Let me just say this before I turn it over to you, Congressman.
America has suffered 11 straight months of joblessness, of increasing job losses, totaling more than two million in the last year, 1.3 million jobs lost in the last 3 months alone. The job losses totaled over 500,000 in November, the biggest 1-month jump in 34 years. Now that's serious business.
So, facing these kinds of things, Congressman, what would be your thought as to what we should be thinking about right now?
Let me yield to you.
Okay. Before I answer that, Congressman, I do want to talk about--you mentioned something very interesting and that is the lack of regulation in the financial markets. Oil futures contracts were taken out of the regulatory process by the laws of a senator who would become the Republican nominee for president's financial adviser. And now we have that candidate, that unsuccessful candidate for President, proposing his own economic plan, is what he said he was going to do.
And it took me back to as a young man, my dad decided that he wanted to get under the sink and do something with the plumbing. And he's like a college-educated guy. Never took any plumbing classes or anything. But anyway, we came out of that situation with puddles and puddles of water in the kitchen. So, you know, my mother called in the plumber. She did not entrust fixing what had been messed up to the guy who messed it up.
And so that's where we are right now with our economic plans in this country, our--we call it the stimulus package.
If I can reclaim my time.
The American Recovery and Reinvestment Act.
I yield back to the gentleman.
Yes. Thank you.
So we've got a group of folks who were right here as you say, Congressman Ellison, they were right here in this very Chamber, and they had the leadership up until 2006; and they aided and abetted this country's decline and all of the things that contributed to it.
And so but now they want to dictate the solutions to getting us out of this morass. And it just doesn't make sense.
I hope the American people are paying great attention because my friends on the other side of the aisle, the only thing that they propose is more tax cuts for the wealthiest 10 percent, and that's certainly not going to work.
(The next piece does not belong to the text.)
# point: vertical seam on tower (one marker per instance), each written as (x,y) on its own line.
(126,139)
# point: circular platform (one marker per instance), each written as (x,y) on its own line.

We've got to take care of our basic safety net. We've got people in this country who've lost their jobs, they've lost their homes. They are on the street--families, no place to live, no food. And so we've got to fix those things while we also pay attention to the future needs of this country preparing us for the global economy and the long-term future.
And with that, Congressman. I'm going to yield back.
Congressman Johnson has correctly pointed out that we have got people losing their jobs. Unemployment is climbing up to 10 percent in many States, and we don't want to reach that point nationally. But one of the things that I think you will agree with me, Congressman Johnson, is that when you lose your job in America, so often you also lose something else--your health care.
You and I have been joined by Jim McDermott from the great State of Washington, who has been fighting the good fight for so long, knows this issue of health care, and many other issues as well.
Congressman McDermott, welcome. What can you tell us about the other side of losing a job, or even folks who do have a job, their health care crisis?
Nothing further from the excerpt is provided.